If it did it would be sunny, this would be a birthday party,
the woman in front of me would have a long raven tress,
I would allow my wife to console me with her hands,
and their would be no such thing as poetry.
Belle Noir
Iris MacDuffin, a peacock butterfly,
with eyes like cigarette burns
which reflect her chiaroscuro -
the complimentary schism that
divides her, was so much
more than a white whale.
Though often her pale skin
made her a shadow’s double walker,
like some gothic non-being
or even worse a once-was.
Of all the places for her to come,
why she walked into mine I’ll never know.
She spoke only in sepia tones
about bland pre-Kodak recollections
tainted like artifacts too long buried,
which had no point, nor narrative,
just the bland presentation of facts.
Yet still, not without complications, an attraction,
a deliverance – something unusually mundane
yet shockingly poignant -
Like a pointed absurdity.

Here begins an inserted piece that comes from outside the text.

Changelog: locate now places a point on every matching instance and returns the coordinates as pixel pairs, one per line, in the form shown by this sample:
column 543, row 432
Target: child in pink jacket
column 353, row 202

Or a machine
with a woman’s soul inside it.
Those eyes – with the thin crisp
outline of color curling around
a massive dark planet – they darted without ceasing.
They were revisionist siphons – utterly blank
so that they could take things anew and recreate.
Her body was never too far behind her eyes
following around the room, dragging a finger
across the dust. She moved neither fast nor slow;
neither graceful nor clumsy; but oddly
like a film shot at 22fps.
Everything about her was unnatural,
an observation that made her laugh
since she had come to realize that man
could be nothing other than unnatural
unless he finally gave in to his bestial lychanthropy
howling at the moon like some lunatic Spartan.
It was this notion that made her so cold
for even love was just an unnatural passion
that came from outside us to sweep
us out of sepia toned history
and into the colors of the present.
This is why she could not have been my holy grail,
for she never existed outside her own mind
in any real way. She was her own windmill
untouchable and surreal whose being was utterly imaginary.
Despite my desire to have her
she escaped through clenched fingertips.
The night she died, some years later,
I read the entirety of Hamlet aloud
alone in the study we had once gathered in,
as if she were there. Words, slander, more words.
He finally made sense. She finally made sense.
I, however, never changed. I still desired her
despite never being able to love her.